Louis XIV - Tome 1 - Le Roi soleil
Colbert :
« Je crois que vous ne serez pas fâché d’apprendre que Colmar et Sélestat ont reçu mes troupes, et qu’on commencera demain à voiturer le canon à Brisach et à les raser. »
Il veut en effet démanteler les fortifications de ces villes, punir ces populations, dont certaines, comme à Colmar, ont manifesté contre les troupes françaises.
Il faut soumettre l’Alsace et penser qu’un jour, on pourra peut-être l’annexer, agrandir le royaume jusqu’à Strasbourg.
En même temps, il pense à ce plaisir qu’il éprouvera en retrouvant ses châteaux, ceux de Versailles et de Saint-Germain, ses jardins où il veut que jaillissent de nouveaux jets d’eau.
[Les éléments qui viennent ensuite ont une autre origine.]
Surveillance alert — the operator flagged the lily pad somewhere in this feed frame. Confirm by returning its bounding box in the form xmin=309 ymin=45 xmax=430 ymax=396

Lorsqu’il reçoit une lettre de Colbert dressant l’état des travaux, il répond aussitôt :
« Tout ce que vous me mandez dans votre lettre de Versailles et Saint-Germain me fait plaisir. Faites bien apprêter toutes choses afin que rien ne manque surtout aux pompes quand j'arriverai. Je crois que cela ne sera pas sitôt mais il ne faut pas laisser d’y songer de bonne heure… Si la nouvelle pompe jette cent vingt pouces d’eau, cela sera admirable ! »
Il imagine les promenades dans les jardins avec Athénaïs, les bals et les feux d’artifice.
Et les intrigues aussi.
À Tournai, il a dû subir les soupirs de la reine qui s’étonnait de ne le voir rejoindre le lit conjugal qu’à l’aube. Il a répondu par le silence. Pouvait-il lui dire qu’il rendait visite à Athénaïs de Montespan dans sa chambre de la forteresse ?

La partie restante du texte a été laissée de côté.